One One One

I stand looking down, not very far down because sitting he is almost as tall as I am standing, looking down at this man who writes poetry about how beautiful I am.

Needing to act I place my left knee on the couch to the right of his right leg, the right leg of this man who writes poetry about how beautiful I am when I am pregnant.

Very carefully I swing my right leg to the left of his left leg, my child-rounded belly and milk-swollen breasts between us, between me and this man who writes poetry about how beautiful I am when I am pregnant but who does not see me only as a mother figure.

My blouse is purposefully partially undone as it was the first time I teased him so many years ago, teased this man who writes poetry about how beautiful I am when I am pregnant but who does not see me as a mother figure, this man who does not ignore me now that I am mother and about to be again.

Kneeling on his lap I hold his head in both hands, the head of this man who writes poetry about how beautiful I am when I am pregnant but who does not see me as a mother figure, this man who does not ignore me now that I am mother and about to be again, this man who does not avoid me by working late.

I hold his head in both hands and kiss him gently, in appreciation, my lips brushing his lips, the lips of this man who writes poetry about how beautiful I am when I am pregnant but who does not see me as a mother figure, this man who does not ignore me now that I am mother and about to be again, this man who does not avoid me by working late, or spend all his time socializing with my former school friends.

He responds forcefully, just as forcefully, as I had hoped and implied, his tongue in my mouth, his hands freeing and then cupping my naked breasts, the hands of this man who writes poetry about how beautiful I am when I am pregnant but who does not see me as a mother figure, this man who does not ignore me now that I am mother and about to be again, this man who does not avoid me by working late, or spend all his time socializing with my former school friends, this man who I will not go further with.

Nor will we ever speak of this out loud.
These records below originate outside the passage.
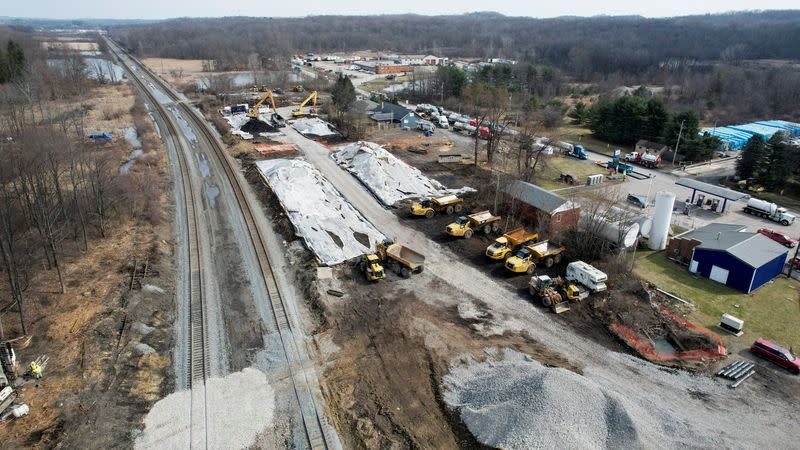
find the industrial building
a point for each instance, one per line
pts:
(547, 210)
(734, 137)
(728, 254)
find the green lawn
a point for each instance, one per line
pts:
(772, 311)
(577, 135)
(557, 164)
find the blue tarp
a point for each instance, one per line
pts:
(734, 137)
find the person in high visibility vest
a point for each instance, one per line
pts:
(36, 370)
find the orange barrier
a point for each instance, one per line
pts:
(649, 352)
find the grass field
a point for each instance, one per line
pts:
(557, 164)
(772, 311)
(577, 135)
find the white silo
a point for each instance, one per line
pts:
(659, 231)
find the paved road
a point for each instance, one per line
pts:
(663, 394)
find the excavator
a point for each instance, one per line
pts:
(312, 112)
(276, 119)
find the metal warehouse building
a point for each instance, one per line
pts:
(729, 255)
(734, 137)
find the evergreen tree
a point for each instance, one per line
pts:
(343, 93)
(753, 158)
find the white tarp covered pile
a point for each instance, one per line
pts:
(313, 126)
(389, 178)
(328, 224)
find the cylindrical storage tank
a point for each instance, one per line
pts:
(645, 224)
(659, 231)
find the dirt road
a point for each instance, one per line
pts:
(695, 410)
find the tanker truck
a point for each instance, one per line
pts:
(771, 211)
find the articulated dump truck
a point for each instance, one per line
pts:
(398, 258)
(505, 246)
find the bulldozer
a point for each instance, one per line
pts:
(372, 268)
(556, 293)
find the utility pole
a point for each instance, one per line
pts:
(675, 153)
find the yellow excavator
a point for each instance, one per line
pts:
(312, 112)
(253, 113)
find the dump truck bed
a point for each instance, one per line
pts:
(519, 235)
(483, 217)
(545, 248)
(406, 255)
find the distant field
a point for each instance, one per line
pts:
(773, 311)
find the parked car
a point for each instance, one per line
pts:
(638, 200)
(779, 237)
(777, 354)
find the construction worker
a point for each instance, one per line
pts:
(36, 370)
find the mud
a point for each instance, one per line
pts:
(383, 382)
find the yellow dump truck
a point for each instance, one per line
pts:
(526, 258)
(430, 206)
(467, 225)
(372, 268)
(399, 258)
(507, 244)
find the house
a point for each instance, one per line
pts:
(728, 254)
(547, 210)
(645, 146)
(390, 112)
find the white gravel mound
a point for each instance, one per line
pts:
(389, 178)
(240, 406)
(313, 126)
(511, 401)
(329, 225)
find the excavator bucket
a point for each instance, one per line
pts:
(558, 308)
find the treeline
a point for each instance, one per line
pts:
(770, 164)
(627, 119)
(588, 47)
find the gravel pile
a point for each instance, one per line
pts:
(511, 401)
(389, 178)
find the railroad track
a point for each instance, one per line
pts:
(198, 364)
(314, 422)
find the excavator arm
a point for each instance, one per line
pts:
(254, 110)
(311, 96)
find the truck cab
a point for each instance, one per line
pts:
(521, 262)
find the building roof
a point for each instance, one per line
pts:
(753, 249)
(712, 189)
(651, 145)
(538, 197)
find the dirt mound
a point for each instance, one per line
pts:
(254, 126)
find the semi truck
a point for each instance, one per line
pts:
(768, 210)
(505, 246)
(465, 226)
(525, 260)
(399, 258)
(648, 160)
(430, 206)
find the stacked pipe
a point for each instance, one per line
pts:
(737, 371)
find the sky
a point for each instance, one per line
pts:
(161, 9)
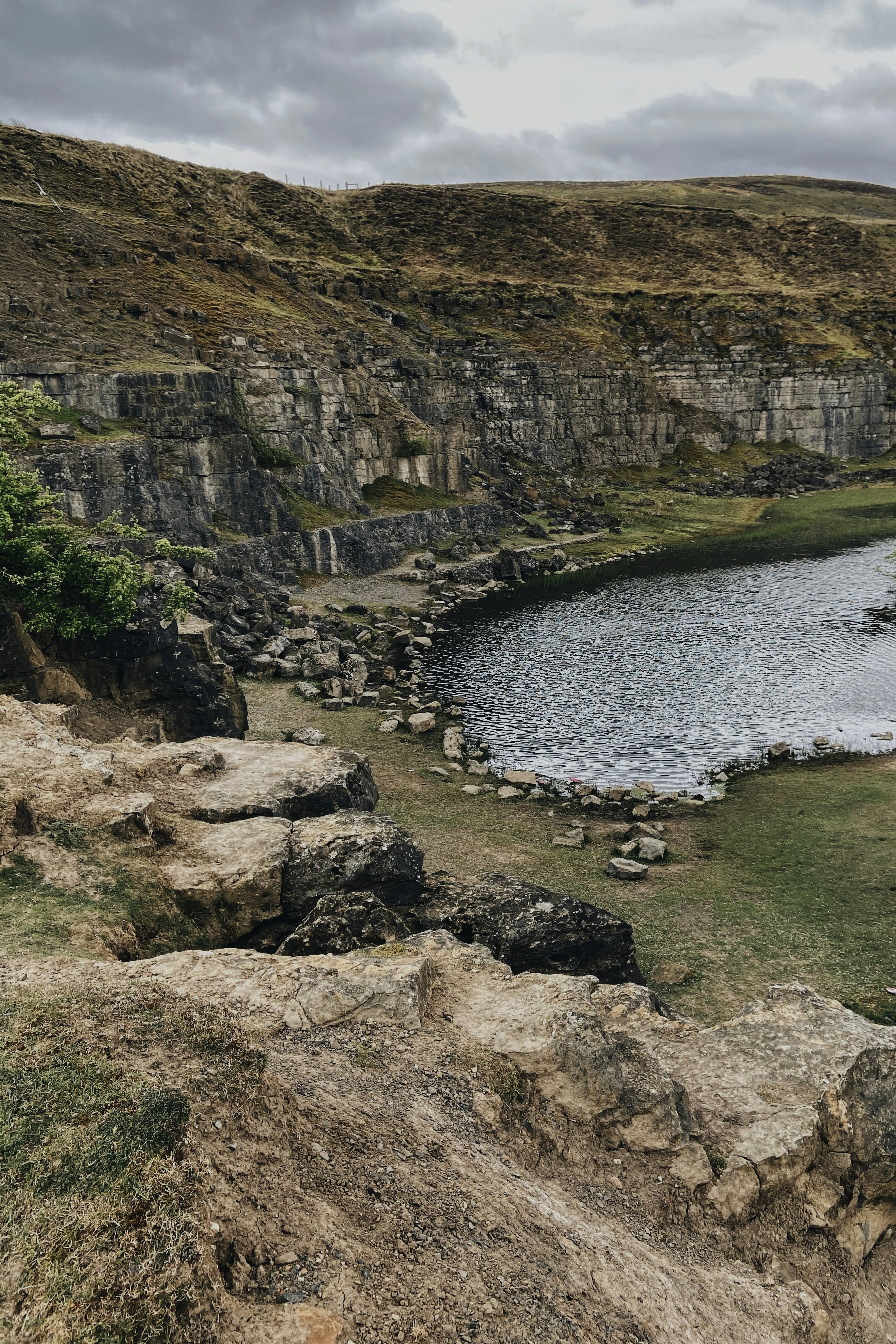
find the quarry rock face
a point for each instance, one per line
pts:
(283, 780)
(351, 850)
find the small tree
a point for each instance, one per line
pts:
(19, 405)
(58, 576)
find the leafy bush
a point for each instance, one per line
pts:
(414, 448)
(180, 597)
(266, 455)
(18, 405)
(50, 571)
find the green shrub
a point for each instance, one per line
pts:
(19, 405)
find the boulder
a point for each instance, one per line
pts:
(527, 926)
(792, 1082)
(453, 744)
(359, 851)
(281, 780)
(549, 1029)
(56, 686)
(320, 666)
(671, 973)
(227, 878)
(652, 850)
(627, 870)
(299, 993)
(343, 922)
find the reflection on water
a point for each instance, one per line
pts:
(660, 676)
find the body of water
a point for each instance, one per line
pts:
(663, 676)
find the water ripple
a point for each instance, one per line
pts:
(661, 676)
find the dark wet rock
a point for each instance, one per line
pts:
(529, 928)
(343, 922)
(351, 850)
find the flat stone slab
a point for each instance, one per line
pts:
(300, 991)
(281, 780)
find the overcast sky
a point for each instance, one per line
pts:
(467, 91)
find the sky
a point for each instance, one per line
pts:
(467, 91)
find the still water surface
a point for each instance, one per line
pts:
(663, 676)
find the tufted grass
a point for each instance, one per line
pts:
(100, 1240)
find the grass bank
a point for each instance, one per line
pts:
(101, 1232)
(792, 878)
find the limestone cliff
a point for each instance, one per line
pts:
(252, 346)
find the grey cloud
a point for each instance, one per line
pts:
(665, 40)
(874, 30)
(280, 76)
(781, 127)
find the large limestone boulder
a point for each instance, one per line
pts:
(547, 1026)
(299, 993)
(351, 850)
(530, 928)
(281, 780)
(343, 922)
(229, 878)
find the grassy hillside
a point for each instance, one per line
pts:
(124, 245)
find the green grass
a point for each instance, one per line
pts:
(98, 1236)
(120, 908)
(788, 879)
(389, 495)
(792, 878)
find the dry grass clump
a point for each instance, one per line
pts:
(98, 1234)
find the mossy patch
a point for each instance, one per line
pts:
(100, 1237)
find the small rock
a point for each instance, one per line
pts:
(651, 850)
(671, 973)
(644, 828)
(307, 690)
(61, 431)
(310, 737)
(573, 839)
(627, 870)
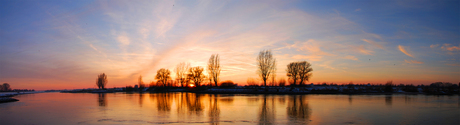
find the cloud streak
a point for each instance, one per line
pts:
(403, 50)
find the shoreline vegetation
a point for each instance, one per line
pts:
(7, 97)
(299, 89)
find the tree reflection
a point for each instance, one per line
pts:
(164, 101)
(214, 110)
(141, 99)
(267, 113)
(102, 100)
(298, 109)
(194, 103)
(388, 100)
(350, 99)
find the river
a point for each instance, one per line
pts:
(190, 108)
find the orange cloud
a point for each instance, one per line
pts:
(413, 62)
(350, 57)
(373, 43)
(401, 48)
(450, 48)
(434, 45)
(310, 57)
(364, 50)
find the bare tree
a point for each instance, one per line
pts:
(196, 75)
(304, 71)
(273, 76)
(266, 64)
(293, 72)
(282, 82)
(214, 68)
(101, 81)
(251, 82)
(163, 75)
(181, 73)
(299, 71)
(141, 83)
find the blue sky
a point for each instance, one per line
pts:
(65, 44)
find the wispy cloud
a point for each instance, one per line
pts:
(434, 45)
(350, 57)
(309, 57)
(448, 47)
(453, 64)
(402, 49)
(374, 43)
(363, 50)
(123, 39)
(413, 62)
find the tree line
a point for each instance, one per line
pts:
(187, 75)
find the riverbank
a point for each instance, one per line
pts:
(7, 96)
(310, 89)
(7, 99)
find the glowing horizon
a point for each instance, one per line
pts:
(66, 44)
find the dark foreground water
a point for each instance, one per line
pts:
(189, 108)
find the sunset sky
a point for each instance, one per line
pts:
(66, 44)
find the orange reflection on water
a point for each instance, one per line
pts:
(191, 108)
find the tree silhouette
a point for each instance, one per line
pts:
(266, 65)
(293, 72)
(163, 75)
(101, 81)
(181, 72)
(196, 75)
(5, 87)
(251, 82)
(299, 71)
(304, 71)
(214, 68)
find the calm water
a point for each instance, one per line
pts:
(189, 108)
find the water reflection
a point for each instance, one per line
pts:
(191, 108)
(298, 109)
(194, 103)
(141, 99)
(389, 100)
(214, 110)
(267, 112)
(164, 101)
(102, 99)
(350, 99)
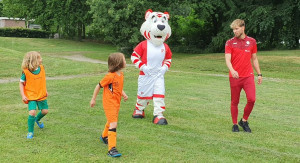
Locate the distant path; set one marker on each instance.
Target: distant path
(81, 58)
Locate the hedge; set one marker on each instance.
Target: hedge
(23, 32)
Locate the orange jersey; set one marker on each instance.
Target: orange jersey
(112, 84)
(35, 85)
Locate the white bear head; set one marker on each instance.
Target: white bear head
(156, 28)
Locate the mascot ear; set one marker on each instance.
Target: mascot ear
(167, 15)
(148, 12)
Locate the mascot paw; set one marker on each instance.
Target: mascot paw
(138, 114)
(159, 120)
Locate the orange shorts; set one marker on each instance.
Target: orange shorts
(111, 115)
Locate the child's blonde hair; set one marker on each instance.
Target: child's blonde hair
(115, 62)
(237, 23)
(31, 60)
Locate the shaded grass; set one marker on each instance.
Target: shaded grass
(198, 113)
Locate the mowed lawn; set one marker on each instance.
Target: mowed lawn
(197, 109)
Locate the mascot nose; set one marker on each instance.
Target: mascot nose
(161, 27)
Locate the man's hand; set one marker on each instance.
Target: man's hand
(146, 70)
(234, 74)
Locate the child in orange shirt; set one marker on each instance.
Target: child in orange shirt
(33, 89)
(112, 85)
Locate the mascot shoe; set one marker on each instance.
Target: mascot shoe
(138, 114)
(159, 120)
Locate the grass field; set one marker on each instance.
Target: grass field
(197, 109)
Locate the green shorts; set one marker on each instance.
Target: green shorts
(41, 105)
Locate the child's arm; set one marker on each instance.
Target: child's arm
(125, 97)
(21, 86)
(96, 91)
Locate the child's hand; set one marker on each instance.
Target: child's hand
(92, 103)
(125, 97)
(24, 99)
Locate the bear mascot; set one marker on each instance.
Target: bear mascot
(153, 58)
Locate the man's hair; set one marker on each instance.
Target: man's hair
(237, 23)
(31, 60)
(115, 62)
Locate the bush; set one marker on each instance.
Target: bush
(23, 32)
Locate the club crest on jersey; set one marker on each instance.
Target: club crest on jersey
(156, 28)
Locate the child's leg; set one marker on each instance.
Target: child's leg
(112, 135)
(43, 106)
(105, 131)
(31, 119)
(41, 114)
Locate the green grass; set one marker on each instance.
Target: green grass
(197, 102)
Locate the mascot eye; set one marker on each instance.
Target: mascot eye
(155, 20)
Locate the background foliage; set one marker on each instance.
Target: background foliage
(197, 26)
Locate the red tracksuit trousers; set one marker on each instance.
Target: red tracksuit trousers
(236, 85)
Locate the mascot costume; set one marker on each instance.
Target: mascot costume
(153, 58)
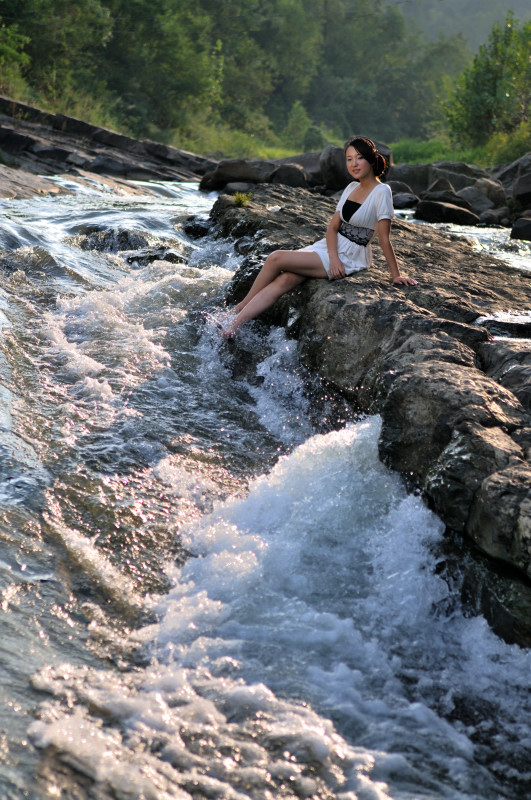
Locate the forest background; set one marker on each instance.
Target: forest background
(269, 78)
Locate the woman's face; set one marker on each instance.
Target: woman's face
(357, 165)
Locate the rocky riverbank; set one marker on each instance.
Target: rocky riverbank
(455, 402)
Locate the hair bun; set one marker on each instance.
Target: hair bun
(379, 164)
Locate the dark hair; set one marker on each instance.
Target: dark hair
(368, 150)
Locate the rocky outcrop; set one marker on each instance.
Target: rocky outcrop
(35, 145)
(456, 415)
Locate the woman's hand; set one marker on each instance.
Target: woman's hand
(337, 269)
(404, 280)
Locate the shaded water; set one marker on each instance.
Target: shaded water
(205, 590)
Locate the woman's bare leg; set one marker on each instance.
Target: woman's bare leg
(306, 263)
(286, 270)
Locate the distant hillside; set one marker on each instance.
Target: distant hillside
(472, 18)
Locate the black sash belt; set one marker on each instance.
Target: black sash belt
(356, 234)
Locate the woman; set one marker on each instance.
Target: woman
(364, 210)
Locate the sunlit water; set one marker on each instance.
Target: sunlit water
(206, 590)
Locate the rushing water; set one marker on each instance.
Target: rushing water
(206, 591)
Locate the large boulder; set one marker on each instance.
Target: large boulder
(522, 185)
(454, 422)
(416, 176)
(521, 229)
(238, 170)
(515, 178)
(290, 175)
(458, 173)
(477, 200)
(434, 211)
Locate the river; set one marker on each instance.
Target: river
(210, 586)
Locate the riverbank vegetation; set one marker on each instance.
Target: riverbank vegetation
(273, 77)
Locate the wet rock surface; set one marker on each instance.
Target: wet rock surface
(36, 145)
(454, 401)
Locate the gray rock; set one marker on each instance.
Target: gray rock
(477, 200)
(290, 175)
(493, 189)
(500, 516)
(522, 229)
(405, 200)
(237, 170)
(454, 478)
(238, 186)
(458, 173)
(522, 184)
(496, 216)
(399, 187)
(416, 176)
(445, 196)
(440, 186)
(433, 211)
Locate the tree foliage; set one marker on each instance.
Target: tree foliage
(494, 94)
(301, 69)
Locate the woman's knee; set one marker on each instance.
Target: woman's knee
(275, 260)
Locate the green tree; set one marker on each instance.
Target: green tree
(12, 56)
(64, 41)
(494, 93)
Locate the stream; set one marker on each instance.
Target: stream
(211, 587)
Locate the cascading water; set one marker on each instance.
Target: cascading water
(204, 593)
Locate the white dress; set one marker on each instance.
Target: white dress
(362, 225)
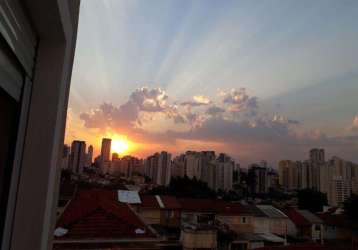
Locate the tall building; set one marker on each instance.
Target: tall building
(65, 161)
(106, 149)
(208, 168)
(338, 180)
(164, 169)
(158, 168)
(289, 174)
(260, 184)
(224, 172)
(178, 166)
(105, 155)
(78, 156)
(317, 155)
(89, 156)
(193, 164)
(115, 156)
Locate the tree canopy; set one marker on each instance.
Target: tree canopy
(311, 200)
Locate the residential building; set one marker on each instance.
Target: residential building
(338, 179)
(178, 166)
(274, 220)
(199, 237)
(158, 168)
(260, 184)
(304, 225)
(208, 168)
(289, 174)
(337, 226)
(164, 169)
(317, 155)
(78, 156)
(89, 156)
(97, 219)
(193, 164)
(65, 160)
(224, 171)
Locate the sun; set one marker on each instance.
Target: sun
(120, 145)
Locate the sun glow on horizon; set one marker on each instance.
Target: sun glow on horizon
(120, 144)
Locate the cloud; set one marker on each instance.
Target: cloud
(354, 126)
(214, 110)
(234, 120)
(238, 101)
(149, 100)
(198, 100)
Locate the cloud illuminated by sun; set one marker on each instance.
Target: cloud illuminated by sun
(120, 144)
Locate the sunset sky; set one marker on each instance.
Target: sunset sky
(255, 79)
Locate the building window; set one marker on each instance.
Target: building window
(11, 80)
(243, 220)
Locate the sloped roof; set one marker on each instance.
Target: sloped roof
(96, 214)
(271, 211)
(312, 218)
(213, 206)
(197, 205)
(304, 246)
(149, 201)
(338, 220)
(170, 202)
(297, 218)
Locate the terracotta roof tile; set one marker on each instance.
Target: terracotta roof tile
(297, 218)
(149, 201)
(97, 214)
(170, 202)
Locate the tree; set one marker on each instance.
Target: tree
(185, 187)
(311, 200)
(351, 208)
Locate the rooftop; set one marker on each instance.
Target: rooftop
(97, 214)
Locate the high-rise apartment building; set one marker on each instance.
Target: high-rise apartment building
(317, 155)
(338, 180)
(224, 172)
(260, 184)
(78, 156)
(158, 168)
(106, 149)
(193, 164)
(105, 155)
(164, 169)
(289, 174)
(89, 156)
(65, 161)
(178, 166)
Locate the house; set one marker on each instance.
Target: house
(159, 210)
(274, 220)
(336, 226)
(197, 211)
(170, 212)
(304, 225)
(199, 237)
(95, 219)
(237, 216)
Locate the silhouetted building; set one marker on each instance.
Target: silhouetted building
(78, 156)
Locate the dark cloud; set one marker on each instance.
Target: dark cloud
(238, 101)
(235, 122)
(214, 111)
(197, 101)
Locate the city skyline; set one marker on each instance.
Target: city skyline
(255, 88)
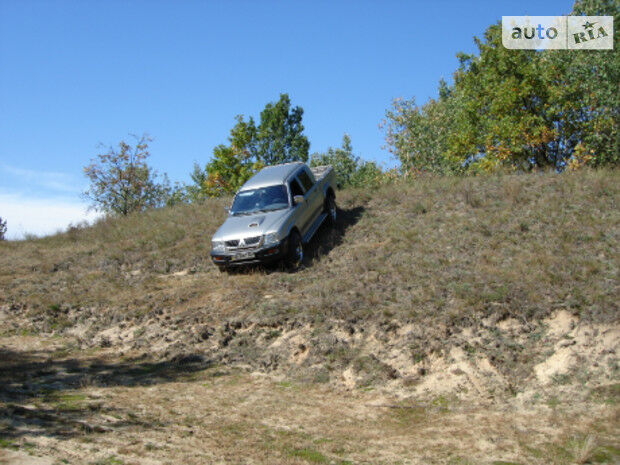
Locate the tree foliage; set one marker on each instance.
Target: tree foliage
(350, 170)
(277, 139)
(280, 137)
(121, 181)
(2, 229)
(516, 109)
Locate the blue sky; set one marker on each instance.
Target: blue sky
(74, 74)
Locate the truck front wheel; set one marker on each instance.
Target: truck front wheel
(295, 256)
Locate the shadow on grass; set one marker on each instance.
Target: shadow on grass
(328, 237)
(41, 396)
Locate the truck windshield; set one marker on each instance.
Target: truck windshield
(263, 199)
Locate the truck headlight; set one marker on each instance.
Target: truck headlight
(271, 239)
(218, 246)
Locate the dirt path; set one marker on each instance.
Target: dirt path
(62, 406)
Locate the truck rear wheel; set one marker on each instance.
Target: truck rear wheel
(330, 209)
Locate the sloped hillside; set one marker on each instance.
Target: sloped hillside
(463, 286)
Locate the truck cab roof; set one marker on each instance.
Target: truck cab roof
(272, 175)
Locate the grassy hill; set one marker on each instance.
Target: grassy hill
(479, 289)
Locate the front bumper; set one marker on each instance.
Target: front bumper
(263, 255)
I do not allow us to speak of these things, but we will have this memory forever, of me on his lap, his hands on my naked breasts, the unborn child with us more than between us, our mouths locked, out tongues intertwined as I rock gently back and forth. We will have this memory forever, me and this man who writes poetry about how beautiful I am when I am pregnant but who does not see me as a mother figure, this man who does not ignore me now that I am mother and about to be again, this man who does not avoid me by working late, or spend all his time socializing with my former school friends, this man who I will not go further with, this man who is not my husband.